Really depends on what you want to do with the agents. Just yesterday I was looking for something like this for our web access MCP server[0]. The only thing that it needs to do is visit a website and get the content (with JS support, as it's expected that most pages today use JS), and then convert that to e.g. Markdown.
I'm not too happy with the fact that Chrome is one of our memory-hungriest parts of all the MCP servers we have in use. The only thing that exceeds that in our whole stack is the Clickhouse shard, which comes with Langfuse. Especially if you are looking to build a "deep research" feature that may access a few hundreds of webpages in a short timeframe, having a lightweight alternative like Lightpanda can make quite the difference.
[0]: https://github.com/EratoLab/web-access-mcp
yeah I feel the same, I think even having a screenshot of part of rendered page or full page can be useful even for machines considering how heavy those HTML can be to parse and expensive for LLM context. Sometimes (sub)screenshot is just a better kind of compression
Yes HTML is too heavy and too expensive for LLM. We are working on a text-based format more suitable for AI.
2 replies →
> So it's effectively a net+DOM+script-only browser with no style/layout/paint.
> ---
> Definitely fun for me to watch as someone who is making a lightweight browser engine with a different set of trade-offs (net+DOM+style/layout/paint-only with no script)
Both projects (Lightpanda, DioxusLabs/blitz) sound very interesting to me. What do you think about rendering patterns that require both script+layout for rendering, e.g. virtual scrolling of large tables?
What would be a good pattern to make virtual scrolling work with Lightpanda or Blitz?
For scrolling, when using Intersection Observer, we currently assume all elements are visible. So, if you register an observer, we will dispatch an entry indicating an intersection with a ratio of 1.0.
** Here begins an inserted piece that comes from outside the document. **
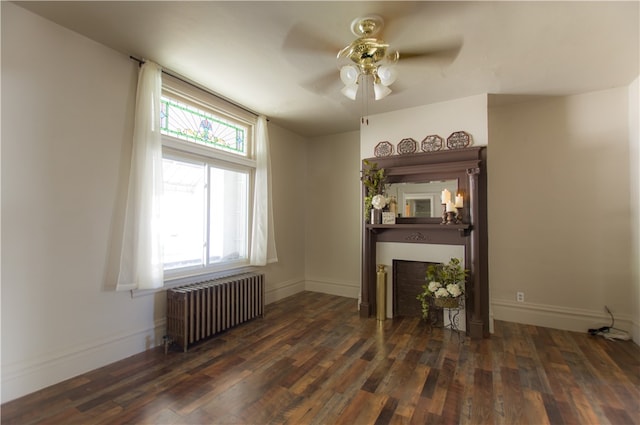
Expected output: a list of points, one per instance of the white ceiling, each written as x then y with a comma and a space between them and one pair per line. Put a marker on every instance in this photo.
279, 58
So Blitz does technically have scripting, it's just Rust scripting rather than JavaScript scripting. So the plan for virtual scrolling would likely be to implement it in Rust.
If your aim is to render a UI (ala Electron/Flutter) then we have a React-style framework (Dioxus) that runs on top of Blitz, and allows you access to the low-level Rust API of the DOM for advanced use cases (although it's still a WIP and this API is a bit rough atm). I'm also hoping to eventually have a built-in `RecyclerView`-like widget for this (that can bypass the style/layout systems for much more efficient virtual scrolling).
Thanks! But I meant JS based virtual scrolling in web pages. E.g. dynamic data tables that only render the part of the table that fits in the viewport.